Remember Mrs. Mungun? She was the “gold ninja” who learned to go mercury-free at a Pure Earth training workshop so she could provide a better life for her two children.
We met Mrs. Mungun again recently and we’re delighted to report that she’s continuing to do well. In fact, she has become a leading proponent of the mercury-free technique in her community.
In the photo above, she is proudly showing off the gold in her pan. Now that she is mercury-free, she can keep her son Enkhnaata (pictured above) near her as she works without fear of him being poisoned.
Standing next to Mrs Mungun is Pure Earth’s Promila Sharma, who had traveled from her office in India to Mongolia to meet Erdene Naidansuren, Pure Earth’s local coordinator. Together, Promila and Erdene spent four days reviewing the results of our project work in Mongolia, visiting communities and talking to miners we trained.
The pair traveled to Khailaast village in Zaamar county to check on an artisanal gold mining community (pictured above), and held meetings with the county governor, local healthcare workers; representatives of the Mineral Resources and Petroleum Authority of Mongolia and other stakeholders such as the Swiss Development Corporation and the Mining Umbrella NGO, an association of artisanal and small-scale gold miners.
We wanted to find out what the community thought about our project. Is it working for them? Getting feedback from participants, partners and other stakeholders is essential. It enables us to gauge a project’s success, measure our impact or spot mistakes, and continue making progress.
Ms. Battsetseg (above), a Pure Earth project site leader, told us that the mercury-free method seemed to be especially effective in Mongolia.
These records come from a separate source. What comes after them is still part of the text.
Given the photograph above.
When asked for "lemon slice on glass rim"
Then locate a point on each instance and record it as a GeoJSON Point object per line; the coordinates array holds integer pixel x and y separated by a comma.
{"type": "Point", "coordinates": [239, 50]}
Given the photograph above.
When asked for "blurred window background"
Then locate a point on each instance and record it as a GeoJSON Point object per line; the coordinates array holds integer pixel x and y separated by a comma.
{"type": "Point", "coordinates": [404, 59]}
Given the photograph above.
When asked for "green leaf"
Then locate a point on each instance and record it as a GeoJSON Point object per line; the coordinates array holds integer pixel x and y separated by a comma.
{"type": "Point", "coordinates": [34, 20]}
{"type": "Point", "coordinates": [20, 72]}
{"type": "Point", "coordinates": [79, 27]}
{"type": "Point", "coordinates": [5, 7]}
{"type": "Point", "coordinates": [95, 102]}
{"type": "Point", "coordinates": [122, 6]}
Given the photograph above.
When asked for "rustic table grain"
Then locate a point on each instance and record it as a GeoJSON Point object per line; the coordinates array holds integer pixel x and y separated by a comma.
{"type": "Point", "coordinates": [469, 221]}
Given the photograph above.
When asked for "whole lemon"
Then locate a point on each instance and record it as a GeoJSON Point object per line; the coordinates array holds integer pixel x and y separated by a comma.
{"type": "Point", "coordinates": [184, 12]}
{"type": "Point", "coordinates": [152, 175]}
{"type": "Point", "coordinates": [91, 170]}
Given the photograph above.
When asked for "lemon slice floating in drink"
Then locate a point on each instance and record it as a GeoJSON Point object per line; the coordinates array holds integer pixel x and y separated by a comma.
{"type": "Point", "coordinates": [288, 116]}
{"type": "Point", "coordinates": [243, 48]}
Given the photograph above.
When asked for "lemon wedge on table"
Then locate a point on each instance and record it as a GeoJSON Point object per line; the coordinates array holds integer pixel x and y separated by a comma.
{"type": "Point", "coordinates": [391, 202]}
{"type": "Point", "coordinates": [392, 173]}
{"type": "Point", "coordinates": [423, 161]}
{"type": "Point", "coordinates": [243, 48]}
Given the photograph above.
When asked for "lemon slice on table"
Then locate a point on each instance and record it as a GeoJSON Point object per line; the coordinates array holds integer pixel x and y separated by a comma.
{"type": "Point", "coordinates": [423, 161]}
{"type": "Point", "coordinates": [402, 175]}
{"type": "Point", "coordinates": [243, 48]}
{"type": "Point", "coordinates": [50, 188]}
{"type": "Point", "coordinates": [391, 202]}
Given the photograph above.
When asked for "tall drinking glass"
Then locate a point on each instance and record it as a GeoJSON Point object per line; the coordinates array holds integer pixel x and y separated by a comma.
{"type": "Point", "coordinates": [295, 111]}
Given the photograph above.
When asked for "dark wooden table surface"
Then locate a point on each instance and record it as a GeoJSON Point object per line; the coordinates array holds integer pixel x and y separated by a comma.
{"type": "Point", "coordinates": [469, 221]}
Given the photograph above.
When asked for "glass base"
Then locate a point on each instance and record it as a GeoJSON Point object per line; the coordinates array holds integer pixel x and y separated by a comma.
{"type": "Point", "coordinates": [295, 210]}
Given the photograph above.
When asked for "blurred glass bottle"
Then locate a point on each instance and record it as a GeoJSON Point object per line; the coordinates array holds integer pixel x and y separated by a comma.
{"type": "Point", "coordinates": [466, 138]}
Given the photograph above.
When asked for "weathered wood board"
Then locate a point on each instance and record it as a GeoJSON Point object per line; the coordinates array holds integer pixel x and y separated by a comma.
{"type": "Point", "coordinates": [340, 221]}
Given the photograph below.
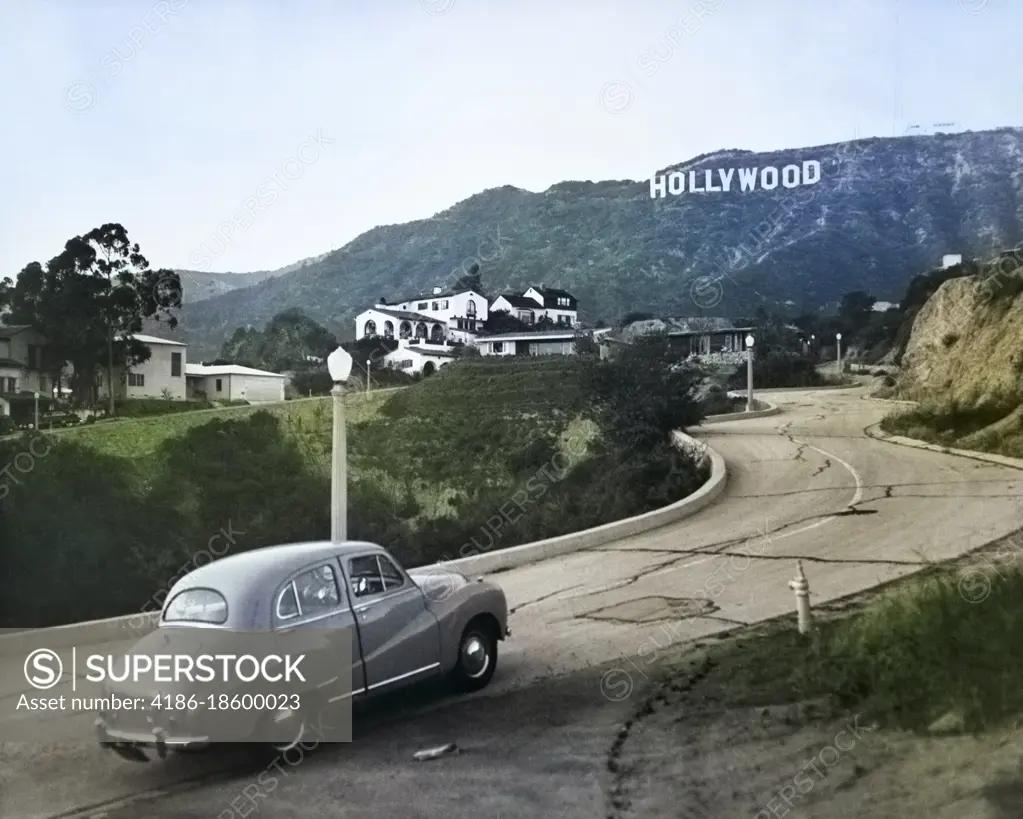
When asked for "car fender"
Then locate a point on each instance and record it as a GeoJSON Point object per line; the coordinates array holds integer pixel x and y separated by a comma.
{"type": "Point", "coordinates": [454, 600]}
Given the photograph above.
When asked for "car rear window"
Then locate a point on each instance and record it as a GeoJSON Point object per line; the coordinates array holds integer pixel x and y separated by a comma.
{"type": "Point", "coordinates": [196, 605]}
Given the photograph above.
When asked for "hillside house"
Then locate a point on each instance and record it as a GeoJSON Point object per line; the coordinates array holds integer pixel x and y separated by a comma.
{"type": "Point", "coordinates": [548, 343]}
{"type": "Point", "coordinates": [436, 318]}
{"type": "Point", "coordinates": [559, 306]}
{"type": "Point", "coordinates": [25, 367]}
{"type": "Point", "coordinates": [234, 382]}
{"type": "Point", "coordinates": [418, 357]}
{"type": "Point", "coordinates": [162, 375]}
{"type": "Point", "coordinates": [717, 340]}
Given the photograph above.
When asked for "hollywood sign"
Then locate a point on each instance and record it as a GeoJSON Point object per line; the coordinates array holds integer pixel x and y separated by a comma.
{"type": "Point", "coordinates": [791, 176]}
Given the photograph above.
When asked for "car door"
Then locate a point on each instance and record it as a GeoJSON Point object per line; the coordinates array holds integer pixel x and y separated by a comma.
{"type": "Point", "coordinates": [399, 635]}
{"type": "Point", "coordinates": [316, 596]}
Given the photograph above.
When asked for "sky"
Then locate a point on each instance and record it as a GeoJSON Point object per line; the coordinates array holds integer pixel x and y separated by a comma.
{"type": "Point", "coordinates": [290, 128]}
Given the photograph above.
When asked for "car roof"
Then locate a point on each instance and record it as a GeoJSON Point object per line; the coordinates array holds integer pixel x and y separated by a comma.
{"type": "Point", "coordinates": [261, 571]}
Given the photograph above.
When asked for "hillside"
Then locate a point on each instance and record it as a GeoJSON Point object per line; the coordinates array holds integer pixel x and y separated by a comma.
{"type": "Point", "coordinates": [197, 284]}
{"type": "Point", "coordinates": [964, 362]}
{"type": "Point", "coordinates": [882, 211]}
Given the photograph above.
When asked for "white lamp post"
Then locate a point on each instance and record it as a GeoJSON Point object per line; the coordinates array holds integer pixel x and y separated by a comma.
{"type": "Point", "coordinates": [749, 373]}
{"type": "Point", "coordinates": [339, 363]}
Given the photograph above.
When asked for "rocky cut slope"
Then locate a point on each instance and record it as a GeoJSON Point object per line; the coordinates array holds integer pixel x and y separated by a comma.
{"type": "Point", "coordinates": [966, 344]}
{"type": "Point", "coordinates": [880, 210]}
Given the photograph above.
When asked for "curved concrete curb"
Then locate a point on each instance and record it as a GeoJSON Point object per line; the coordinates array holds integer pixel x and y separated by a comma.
{"type": "Point", "coordinates": [608, 533]}
{"type": "Point", "coordinates": [136, 626]}
{"type": "Point", "coordinates": [763, 410]}
{"type": "Point", "coordinates": [875, 431]}
{"type": "Point", "coordinates": [769, 391]}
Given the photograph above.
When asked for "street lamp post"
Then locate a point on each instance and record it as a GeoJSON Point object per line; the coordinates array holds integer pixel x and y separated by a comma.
{"type": "Point", "coordinates": [749, 373]}
{"type": "Point", "coordinates": [340, 365]}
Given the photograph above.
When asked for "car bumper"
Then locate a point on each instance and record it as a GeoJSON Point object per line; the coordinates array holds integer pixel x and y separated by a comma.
{"type": "Point", "coordinates": [134, 745]}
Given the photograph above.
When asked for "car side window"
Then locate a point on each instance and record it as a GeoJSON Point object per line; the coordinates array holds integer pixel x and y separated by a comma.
{"type": "Point", "coordinates": [287, 603]}
{"type": "Point", "coordinates": [393, 579]}
{"type": "Point", "coordinates": [365, 575]}
{"type": "Point", "coordinates": [313, 592]}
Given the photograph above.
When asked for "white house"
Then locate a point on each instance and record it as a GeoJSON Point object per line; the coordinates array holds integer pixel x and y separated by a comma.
{"type": "Point", "coordinates": [549, 343]}
{"type": "Point", "coordinates": [163, 375]}
{"type": "Point", "coordinates": [436, 318]}
{"type": "Point", "coordinates": [418, 357]}
{"type": "Point", "coordinates": [560, 306]}
{"type": "Point", "coordinates": [234, 382]}
{"type": "Point", "coordinates": [23, 361]}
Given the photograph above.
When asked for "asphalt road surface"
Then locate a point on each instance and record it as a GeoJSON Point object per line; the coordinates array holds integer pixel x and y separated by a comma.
{"type": "Point", "coordinates": [588, 631]}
She explained to us how trainees have been able to extract gold from the waste generated by mining companies using the panning method they were taught, without even the use of non-toxic borax. (Borax is used instead of mercury in the technique to help bind the small bits of gold).
Miners we met agreed. They told us that their their economic condition had improved after going mercury free.
One woman reported that she was able to buy a home and car with her increased earnings. Others told us how they were able to help a couple too weak to leave their home by bringing them mine tailings that the husband and wife could then process safely in their home without using mercury.
We were also happy to learn that miners we had trained were in turn teaching others how to go mercury free. One of them was Ms. Narantsetseg (above), who was busy instructing three new trainees in effective panning techniques when Promila visited.
Promila and Erdene also met with Ms Bayarmaa (above), the Executive Director of the Mining Umbrella NGO, an association of artisanal gold miners, and Ms. Khandmaa (below), the social worker of Khailaast village, who told us how she felt the project had positively improved the livelihoods of the mining communities she serves.
The team also met with Mr. Sambuu (below), the newly appointed governor of Zaamar soum.
In Mongolia, our review has revealed that the program is working. Our workshops have, to date, trained over 1000 miners to go mercury free, with many more on the waiting list. Word is getting out, and change is happening, one miner at a time.